Learning Without Extra Training
One of LITEN’s most significant contributions is its ability to learn affordances at inference time. This means the robot learns what it can and cannot do, given its physical embodiment, the environment’s constraints, and the VLA policy’s learned behaviors, all without any additional policy training. The high-level VLM essentially “feels out” the low-level policy’s capabilities, gradually strengthening its interface and improving its high-level task reasoning as it accumulates experience.
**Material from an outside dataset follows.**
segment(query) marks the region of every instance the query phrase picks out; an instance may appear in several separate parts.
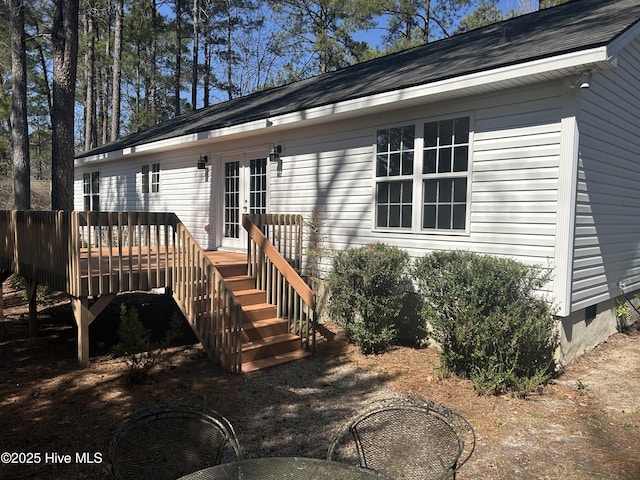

Real-World Performance and Insights
The researchers implemented LITEN using GPT-5-mini as the high-level VLM and π0.5-DROID, a state-of-the-art VLA, as the low-level policy. They tested LITEN on a DROID Franka robot setup across three challenging multi-stage tasks: Stacking, Emptying Bowls, and Moving Off Table. These tasks require the robot to understand complex interactions, such as which objects can be stacked without falling or which bowls are accessible to its gripper.
The experimental results demonstrated that LITEN consistently improved its success rates over consecutive attempts, effectively learning from both successes and failures. It significantly outperformed baseline approaches that either didn’t use feedback, only used positive examples, or relied on less structured reflection methods. For instance, LITEN learned that the VLA might be biased towards manipulating larger objects in the Stacking task or that certain objects were too difficult for precise control.
An ablation study further highlighted the importance of LITEN’s structured assessment process. Removing steps like failure reasoning or outcome analysis dramatically reduced performance, underscoring that detailed feedback is critical for meaningful learning.
Also Read:
- Robots That Do What They Say: A New Approach to Action Verification
- Teaching Robots to Recover: A New Approach to Handling Unexpected Situations
Challenges and Future Directions
While LITEN marks a significant step forward, the researchers also identified areas for improvement. Failure cases sometimes arose from the inherent unpredictability of the VLA, misattributing control failures to language instructions, or a struggle to causally reason about the optimal order of subtasks. For example, placing one object might accidentally knock another off, a sequence that the VLM reasoner found difficult to anticipate and correct in future plans.
Despite these challenges, LITEN’s broad applicability is a key strength. It is hardware-agnostic and can be used with any off-the-shelf VLM and VLA, requiring only prompt adjustments for new robot setups. As VLM video comprehension capabilities and VLA language following improve, LITEN is expected to become even more powerful, enabling robots to solve increasingly complex tasks in the real world through continuous, inference-time learning.